How, in the name of healing, does a chasm so wide get bridged? And how does Facing History illuminate both sides without seeming noncommittal at a time that demands commitment? High school students aren’t journalists who coolly watch the world fall apart and scribble the reasons why in their notebooks (and sometimes even journalists can’t stand being that); they want to be engaged.

I asked Becton that too. And he wrote back.

“The goal is not to avoid confrontation,” he explained, “but to confront ideas with civility. . . . As the gloves go on and jabs are traded, the more important issues never get explored.” More or less off the top of his head, he composed a list of the sort of questions a Facing History teacher would pose to lead a Socratic conversation on Ferguson:

• Almost everyone would agree that far too many young black men are dying at the hands of police. How do we begin to understand why this is happening?

• How do we as a civil society, governed by just laws, confront the long and troubling history of the relationship between police and the African-American community?

• If the laws that govern the police responses are unjust or insufficient to preserve the life of unarmed citizens how do we change those laws?

• If data shows that law enforcement officers are more likely to shoot an unarmed black male as compared to others, how do we as a just society change this? What does this say about the value we place on the lives of black males?

• What role does stereotyping play in the way we see an event? How does stereotyping impact our judgment of both Officer Wilson and Brown?

• For those who feel that justice has not been served what are some effective responses? Is violence ever appropriate?

• How do we responsibly place Ferguson in a larger conversation about the state of race relations in America?

• How do we place these events in an historical context without making facile comparisons but learning from the past?

• What do I need in my tool box to create change and how do I work with people whose perspectives are different from my own? Where do I get reliable information?

Becton went on, “Any honest person would admit that there is a troubling history of Black males’ deadly encounters with law enforcement. The hard work is in sitting across the table from people with a different perspective on the root cause and solutions. . . . We are trying to give youth the practice and opportunity to develop the skills to work across difference so that when they become police officers, jurors, or policy makers they can refrain from making decisions based on prejudices and fear of the other.”

Is there any chance Facing History students will actually sit down with cops and talk things through?

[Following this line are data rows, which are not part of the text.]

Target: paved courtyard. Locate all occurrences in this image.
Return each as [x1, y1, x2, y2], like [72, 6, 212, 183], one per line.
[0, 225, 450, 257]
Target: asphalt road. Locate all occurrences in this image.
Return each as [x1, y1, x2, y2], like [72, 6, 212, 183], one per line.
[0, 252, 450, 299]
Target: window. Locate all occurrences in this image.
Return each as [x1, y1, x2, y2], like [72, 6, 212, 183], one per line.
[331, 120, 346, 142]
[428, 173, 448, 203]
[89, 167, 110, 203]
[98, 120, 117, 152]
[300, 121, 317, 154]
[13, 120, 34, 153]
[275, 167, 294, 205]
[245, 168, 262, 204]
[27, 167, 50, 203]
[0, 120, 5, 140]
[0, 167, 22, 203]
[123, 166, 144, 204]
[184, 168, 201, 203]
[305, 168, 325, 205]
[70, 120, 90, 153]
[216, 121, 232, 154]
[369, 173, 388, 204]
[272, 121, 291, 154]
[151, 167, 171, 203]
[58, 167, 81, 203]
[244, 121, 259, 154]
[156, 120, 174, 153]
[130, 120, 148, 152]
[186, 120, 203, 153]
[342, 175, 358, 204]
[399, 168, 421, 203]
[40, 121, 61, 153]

In towns where that’s possible, said Becton, he believes Facing History will try to arrange it. The possibility I hadn’t considered until he mentioned it is that some of the high-minded citizens Facing History is trying to create might wind up among the cops at the table. The idea, Becton told me, “is to lift the conversation beyond merely defending one’s own perspective or just letting off some steam (although there is a place for letting off steam).” It’s to get to the questions “that might lead to really facing the historical, systemic, and institutional issues of race that continue to manifest in these tragic shootings. Questions that we as a nation need so badly to have an honest conversation about.”

I can’t really picture that conversation. I can picture a quiet process of cultural and educational osmosis we won’t even recognize until it’s changed us. Or superseded us with our children.